When the phenomena (a) through (e) have occurred and the window 106 and/or the laser beam focusing optics 104 have been deteriorated, the deteriorated optical elements need to be replaced with new optical elements.
However, there has been a problem that since a laser beam 120 is focused on a plasma generating position (the trajectory of target material) in the EUV light generating chamber 102, it is not easy to know whether the window 106 and/or the laser beam focusing optics 104 have been deteriorated and therefore it is difficult to take prompt countermeasure (optical element replacement).
On the other hand, as factors responsible for destabilizing generation of the plasma and eventually fluctuating or decreasing efficiency of generation of EUV light 121, there is a problem of displacement of focusing point (focus) of the laser beam 120, in addition to deterioration of the window 106 and the laser beam focusing optics 104. The displacement of focusing point of the laser beam 120 is caused by alignment deviation of the laser beam focusing optics 104, pointing deviation of the driver laser 101, and so on. Alignment deviation of the laser beam focusing optics 104 is mainly caused by deformation of the optical elements included in the laser beam focusing optics 104 or deformation of the optical element holders holding such optical elements because heat load is applied to the optical elements and the optical element holders along with operation of the EUV light source apparatus. Furthermore, pointing deviation of the driver laser 101 is mainly caused by deformation of the elements or the components in the driver laser 101 because heat load is applied to the elements and the components along with operation of the EUV light source apparatus.
When displacement of focusing point of the laser beam 120 as described above occurs, a focusing spot size or an intensity distribution in the plasma generating position (on the trajectory of target material) becomes inadequate or the laser beam 120 deviates from target material, and the generation of plasma is destabilized, and eventually, the efficiency of generation of EUV light 121 is fluctuated or decreased.

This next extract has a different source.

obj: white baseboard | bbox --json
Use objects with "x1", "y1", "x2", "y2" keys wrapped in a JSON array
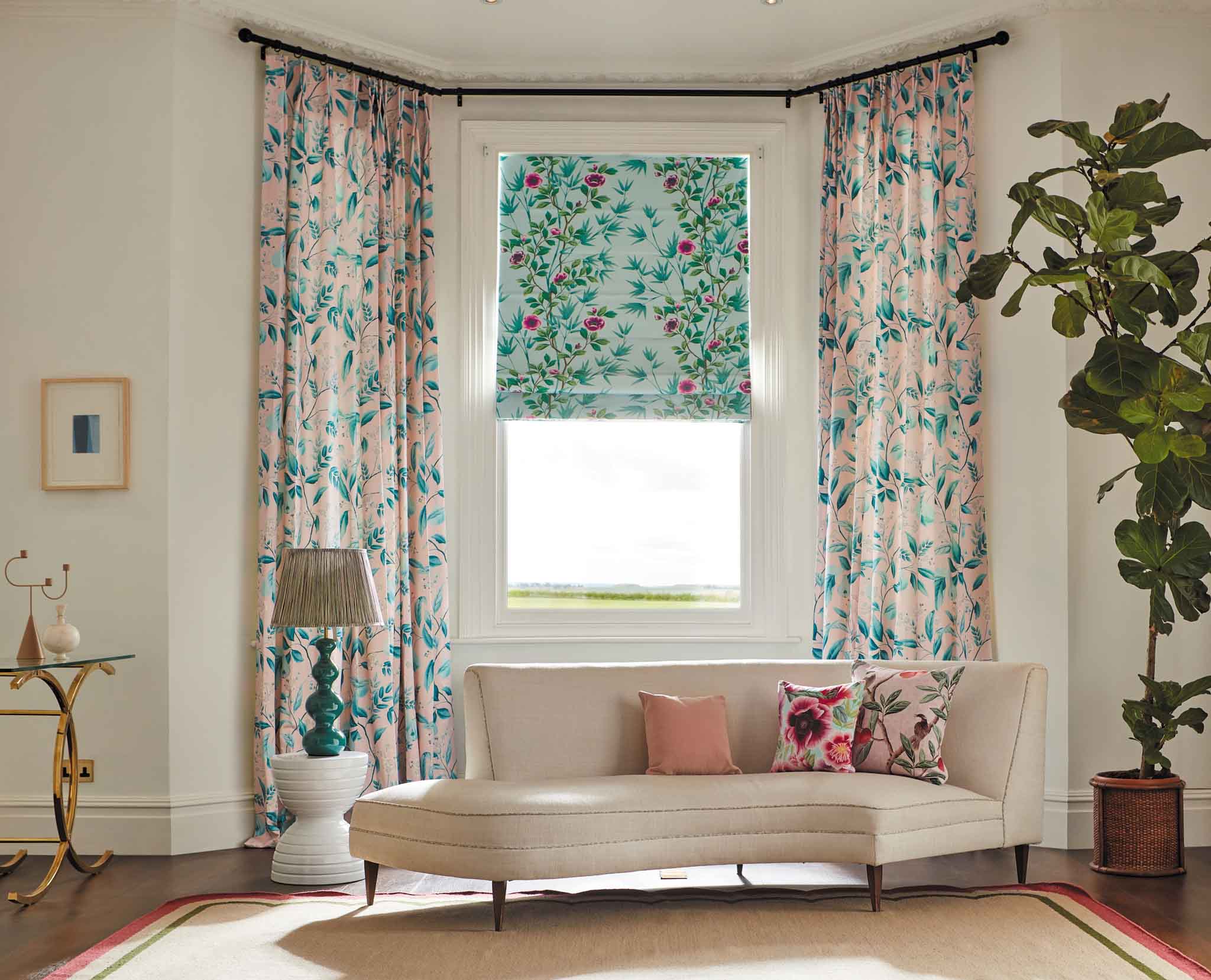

Focusing point displacement of the laser beam 120 can be corrected by readjusting the alignment of the laser beam focusing optics 104 without replacement of optical elements. Thereby, the focusing point of the laser beam 120 can be restored to the original position (plasma generating position), plasma generation can be stabilized, and, in turn, the efficiency of generation of EUV light 121 can be restored to the original value.
However, there has been a problem that since the laser beam 120 is focused in the EUV light generating chamber 102 (plasma generation position) it is not easy to know whether focusing point displacement of the laser beam 120 occurred and therefore it is difficult to take prompt countermeasure (readjusting the alignment of the laser beam focusing optics 104).
Furthermore, in particular, as the light output of the EUV light source apparatus increases, the amount of generated debris increases, and the surfaces of various optical elements such as the concave mirror 108 of the EUV light collecting optics become contaminated easily as well as the window 106, and therefore, the deterioration state should be adequately known and the optical elements should be cleaned or replaced.